La mattina del 25 ottobre del 2024 una tragedia ha sconvolto la città di Piacenza: la tredicenne Aurora Tila è precipitata dal balcone di una palazzina dove abitava con la madre e la sorella. Le prime ricostruzioni indicano che quella mattina, prima di andare a scuola, era sul terrazzo insieme al suo fidanzatino dell’epoca, un ragazzo di 15 anni. Inizialmente l’accaduto era stato registrato come una caduta accidentale; tuttavia l’evoluzione delle indagini ha portato a un fermo nei confronti del 15enne con l’accusa di omicidio volontario.
Il caso ha preso una svolta decisiva quando un “super-testimone” ha riferito di aver visto il ragazzo spingere Aurora oltre la ringhiera del balcone e colpirla alle mani mentre la giovane, aggrappata alla ringhiera stessa nel tentativo disperato di non cadere, veniva ripetutamente colpita. Le lesioni riscontrate sul corpo di Aurora – in particolare segni sulle mani compatibili con il fatto che fosse stata colpita mentre cercava di salvarsi – hanno rafforzato la tesi degli investigatori che la morte non sia stata accidentale né attribuibile a un gesto volontario della vittima.

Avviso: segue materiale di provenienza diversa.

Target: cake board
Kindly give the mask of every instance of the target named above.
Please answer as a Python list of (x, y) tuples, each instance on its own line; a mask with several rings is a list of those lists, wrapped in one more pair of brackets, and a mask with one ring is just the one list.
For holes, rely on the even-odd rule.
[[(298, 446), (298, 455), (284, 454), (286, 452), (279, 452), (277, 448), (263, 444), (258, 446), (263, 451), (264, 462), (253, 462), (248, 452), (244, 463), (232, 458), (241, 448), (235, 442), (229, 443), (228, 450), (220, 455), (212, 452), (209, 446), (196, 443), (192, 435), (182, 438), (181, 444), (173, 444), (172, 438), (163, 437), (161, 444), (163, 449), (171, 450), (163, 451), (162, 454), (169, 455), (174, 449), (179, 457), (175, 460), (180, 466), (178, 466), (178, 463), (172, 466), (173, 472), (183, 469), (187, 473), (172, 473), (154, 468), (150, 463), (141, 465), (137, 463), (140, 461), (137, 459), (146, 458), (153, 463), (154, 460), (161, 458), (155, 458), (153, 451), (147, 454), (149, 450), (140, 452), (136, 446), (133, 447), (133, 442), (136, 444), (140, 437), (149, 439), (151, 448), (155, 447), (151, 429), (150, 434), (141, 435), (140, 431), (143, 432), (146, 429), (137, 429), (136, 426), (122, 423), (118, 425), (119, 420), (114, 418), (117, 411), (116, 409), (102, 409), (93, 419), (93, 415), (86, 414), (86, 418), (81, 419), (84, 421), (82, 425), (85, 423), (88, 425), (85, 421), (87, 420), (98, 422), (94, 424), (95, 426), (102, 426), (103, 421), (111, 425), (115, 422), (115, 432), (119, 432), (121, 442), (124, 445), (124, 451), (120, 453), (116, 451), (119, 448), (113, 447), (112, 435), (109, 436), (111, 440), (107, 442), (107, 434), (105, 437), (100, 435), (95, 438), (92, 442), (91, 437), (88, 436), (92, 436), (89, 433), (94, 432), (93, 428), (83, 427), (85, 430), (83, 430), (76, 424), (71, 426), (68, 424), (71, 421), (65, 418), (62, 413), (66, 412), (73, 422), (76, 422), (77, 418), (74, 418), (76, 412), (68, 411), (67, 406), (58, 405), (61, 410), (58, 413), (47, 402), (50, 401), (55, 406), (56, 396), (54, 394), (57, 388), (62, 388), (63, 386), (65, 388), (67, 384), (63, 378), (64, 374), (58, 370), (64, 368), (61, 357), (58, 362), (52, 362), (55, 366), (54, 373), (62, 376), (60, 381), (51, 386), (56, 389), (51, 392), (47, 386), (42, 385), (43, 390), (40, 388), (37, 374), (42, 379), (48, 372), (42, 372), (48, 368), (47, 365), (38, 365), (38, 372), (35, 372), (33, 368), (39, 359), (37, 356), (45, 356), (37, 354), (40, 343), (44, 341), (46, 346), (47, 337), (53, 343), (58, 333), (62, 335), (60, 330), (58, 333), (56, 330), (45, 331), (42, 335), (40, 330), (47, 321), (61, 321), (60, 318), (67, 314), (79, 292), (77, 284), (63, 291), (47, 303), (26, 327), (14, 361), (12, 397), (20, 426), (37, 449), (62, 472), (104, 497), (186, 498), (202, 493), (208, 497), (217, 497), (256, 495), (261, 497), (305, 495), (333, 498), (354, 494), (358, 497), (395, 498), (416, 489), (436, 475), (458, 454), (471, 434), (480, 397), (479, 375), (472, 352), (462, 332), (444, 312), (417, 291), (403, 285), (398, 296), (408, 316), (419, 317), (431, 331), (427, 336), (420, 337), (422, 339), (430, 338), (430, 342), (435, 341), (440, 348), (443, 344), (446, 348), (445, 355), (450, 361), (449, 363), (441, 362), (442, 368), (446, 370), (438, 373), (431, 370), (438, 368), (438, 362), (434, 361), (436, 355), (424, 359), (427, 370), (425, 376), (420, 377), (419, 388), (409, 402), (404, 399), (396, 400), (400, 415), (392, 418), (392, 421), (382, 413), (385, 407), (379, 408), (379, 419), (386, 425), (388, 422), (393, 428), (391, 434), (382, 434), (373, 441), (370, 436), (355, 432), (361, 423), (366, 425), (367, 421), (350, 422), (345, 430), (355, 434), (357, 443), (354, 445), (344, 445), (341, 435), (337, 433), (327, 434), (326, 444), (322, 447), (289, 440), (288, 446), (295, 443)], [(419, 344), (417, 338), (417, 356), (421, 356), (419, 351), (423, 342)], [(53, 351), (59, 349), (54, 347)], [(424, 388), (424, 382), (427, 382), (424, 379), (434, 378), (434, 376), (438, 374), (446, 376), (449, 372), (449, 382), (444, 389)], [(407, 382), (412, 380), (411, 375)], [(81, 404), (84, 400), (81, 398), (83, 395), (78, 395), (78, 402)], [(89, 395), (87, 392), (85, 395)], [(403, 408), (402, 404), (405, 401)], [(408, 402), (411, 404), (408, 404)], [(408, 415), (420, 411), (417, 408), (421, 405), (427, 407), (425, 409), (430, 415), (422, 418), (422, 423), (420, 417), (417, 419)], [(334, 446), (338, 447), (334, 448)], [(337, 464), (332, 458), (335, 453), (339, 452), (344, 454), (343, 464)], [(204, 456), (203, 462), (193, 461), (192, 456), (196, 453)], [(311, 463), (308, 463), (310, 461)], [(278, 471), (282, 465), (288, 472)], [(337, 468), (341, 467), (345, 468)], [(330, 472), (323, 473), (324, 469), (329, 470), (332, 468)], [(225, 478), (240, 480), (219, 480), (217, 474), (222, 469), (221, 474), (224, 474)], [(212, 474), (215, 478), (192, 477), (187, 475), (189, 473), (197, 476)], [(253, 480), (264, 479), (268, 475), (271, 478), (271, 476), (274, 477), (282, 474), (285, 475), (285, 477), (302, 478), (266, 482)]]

L’omicidio volontario della ragazza, l’uso di un cacciavite di circa 15 cm che era in suo possesso, e il grave comportamento di omissione di soccorso dopo l’accaduto, le accuse che pendono sul minore. Secondo le testimonianze, lui non avrebbe tratto immediatamente in salvo Aurora né allertato i soccorsi tempestivamente.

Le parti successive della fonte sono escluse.